Para se entender a filosofia de Stanley Cavell é imprescindível entender a importância


da filosofia da linguagem ordinário para o seu itinerário filosófico. Neste pequeno ensaio
pretendo apresentar a resposta cavelliana frente a duas objeções do filósofo Benson Mates a
filosofia da linguagem ordinária. A primeira, diz respeito à adequação do método empregado
pelos filósofos da linguagem ordinária para resolver problemas filosóficos. A segunda, diz
respeito a natureza das implicações das declarações dos filósofos da linguagem ordinária. O
ensaio está organizado de modo a apresentar cada objeção seguida da sua respectiva resposta
cavelliana.
Primeira Objeção
O método da Filosofia da linguagem ordinária é tipicamente um procedimento que
lida com problemas filosóficos apontando para palavras que estão sendo usadas de forma não
padrão, ao mesmo tempo que restaura o emprego ordinário delas. Restaurar o emprego
ordinário das palavras nada mais é do que: primeiro, apontar para instâncias do que é
ordinariamente dito pelo o “homem comum” e, segundo, quando necessário, propor
explicações do que é implicado performaticamente pela instância do que é ordinariamente
dito (HAMMER, p 4). O “homem comum” deve ser compreendido como equivalente ao que
“nós normalmente dizemos quando”. Mates, contudo, entende que o método da filosofia da
linguagem ordinária é inadequado para tratar de questões filosóficas. Para sustentar seu ponto
ele parte do desacordo entre Ryle e Austin sobre quais situações é apropriado usar a palavra
“voluntário”. De acordo com Mates, tal desacordo é sintomático da inadequação do método
da filosofia da linguagem ordinária. No que se segue apresento o desacordo seguido da
objeção de Mates.
Para Ryle os filósofos tradicionalmente usam a palavra “voluntário” de forma
não-ordinária e, portanto, permitem que obscuridades, tais como o problema da liberdade do
querer, emerjam. Segundo Ryle, caso atentemos para o uso ordinário dessa palavra essas
obscuridades são dissolvidas. Com relação ao uso da palavra “voluntário” nós apenas a
usamos em circunstâncias excepcionais. Circunstâncias em que faz sentido culpar ou não
uma pessoa, ou seja em circunstâncias que uma ação não deve ser feita (MATES, p 162).
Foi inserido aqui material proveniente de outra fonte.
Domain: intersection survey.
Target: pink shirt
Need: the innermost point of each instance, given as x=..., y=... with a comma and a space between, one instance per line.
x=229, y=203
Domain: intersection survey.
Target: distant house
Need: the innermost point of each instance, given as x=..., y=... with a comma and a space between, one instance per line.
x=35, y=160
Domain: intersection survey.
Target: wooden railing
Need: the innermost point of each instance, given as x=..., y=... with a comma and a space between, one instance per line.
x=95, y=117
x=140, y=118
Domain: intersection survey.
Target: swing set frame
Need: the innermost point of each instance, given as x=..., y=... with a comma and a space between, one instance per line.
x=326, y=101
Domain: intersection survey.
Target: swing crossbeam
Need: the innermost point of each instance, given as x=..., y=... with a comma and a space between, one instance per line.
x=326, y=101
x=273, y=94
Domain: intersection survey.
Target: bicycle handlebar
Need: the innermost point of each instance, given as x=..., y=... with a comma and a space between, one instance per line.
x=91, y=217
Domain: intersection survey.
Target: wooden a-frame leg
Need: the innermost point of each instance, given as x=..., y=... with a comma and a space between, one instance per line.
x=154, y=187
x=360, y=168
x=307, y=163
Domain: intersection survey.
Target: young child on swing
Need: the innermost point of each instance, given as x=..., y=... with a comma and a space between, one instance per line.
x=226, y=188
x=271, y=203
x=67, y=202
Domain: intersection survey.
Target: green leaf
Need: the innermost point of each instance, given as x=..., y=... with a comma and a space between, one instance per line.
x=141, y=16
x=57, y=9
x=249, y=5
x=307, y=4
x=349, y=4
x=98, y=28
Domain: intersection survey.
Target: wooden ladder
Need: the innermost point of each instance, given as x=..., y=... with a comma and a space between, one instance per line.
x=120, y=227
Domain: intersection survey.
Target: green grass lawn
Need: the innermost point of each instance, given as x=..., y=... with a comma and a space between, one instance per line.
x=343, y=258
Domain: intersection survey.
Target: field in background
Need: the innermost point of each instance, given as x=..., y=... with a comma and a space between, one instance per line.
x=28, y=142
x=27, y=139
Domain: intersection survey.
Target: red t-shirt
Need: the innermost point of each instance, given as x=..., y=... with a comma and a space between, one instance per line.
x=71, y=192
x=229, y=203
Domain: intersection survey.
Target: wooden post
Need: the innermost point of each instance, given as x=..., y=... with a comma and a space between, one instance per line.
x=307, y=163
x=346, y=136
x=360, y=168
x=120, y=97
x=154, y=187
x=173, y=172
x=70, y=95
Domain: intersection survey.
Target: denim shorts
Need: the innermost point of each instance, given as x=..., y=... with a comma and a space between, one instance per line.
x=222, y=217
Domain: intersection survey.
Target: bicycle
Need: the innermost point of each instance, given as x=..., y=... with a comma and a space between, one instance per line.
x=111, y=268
Nessas circunstâncias excepcionais existe a dificuldade em atribuir responsabilidade a uma
pessoa, pois essa atribuição depende de julgarmos se o seu ato foi voluntário ou involuntário.
No entanto, a generalidade dos filósofos desconsidera essas circunstâncias excepcionais e
amplia uso da palavra “voluntário” para além do uso ordinário, para cobrir, por exemplo,
ações meritórias. Ryle entende que essa ampliação é o que origina obscuridades relacionadas
ao “problema da liberdade do querer” e que podem justamente serem evitadas caso se atente
aos limites do uso ordinário de “voluntário”. Faz sentido, por exemplo, dizer de uma criança
que ela foi responsável por quebrar a janela, mas não que ela foi responsável por terminar seu
dever de casa em um ótimo tempo (MATES, p 162).
A explicação de Ryle supõe que situações excepcionais do uso da palavra
“voluntário” são constituídas apenas por ações que “não devem serem feitas”, ou seja,
situações nas quais se exige um difícil julgamento moral. Entretanto, ao que parece Austin
apresentou exemplos de situações excepcionais nas quais não se trata de ações que “não
devem serem feitas”. Nomeadamente, quando nos alistamos voluntariamente no exército ou
damos um presente voluntariamente. Nessas situações não faz sentido alegar que somos
culpados ou responsáveis pelo nossos atos. Elas não exigem um julgamento moral. Portanto,
nem sempre é o caso que empregamos a palavra “voluntário” em situações excepcionais que
exigem um julgamento moral.
Se o método da filosofia da linguagem ordinária é um método adequado, então deve
haver acordo sobre quais usos são instâncias do que é ordinariamente dito pelo “homem
comum”. No entanto, o que se percebe é que ambos filósofos que apelam para o que é
ordinariamente dito discordam justamente sobre quais instâncias são ordinárias. Tanto Ryle
quanto Austin supõem enunciar verdades acerca do uso ordinário da expressão “voluntário”.
Portanto, o método da filosofia da linguagem ordinária não é um método adequado. De
acordo com Mates, o que explica o desacordo é a seguinte suposição: Ambos filósofos da
linguagem ordinária supõem que o “homem comum” coletou uma quantidade suficiente de
informações sobre o uso ordinário das expressões em jogo e, portanto, pode confiar na sua
intuição e memória para citar instâncias do que é ordinariamente dito (MATES, p 165).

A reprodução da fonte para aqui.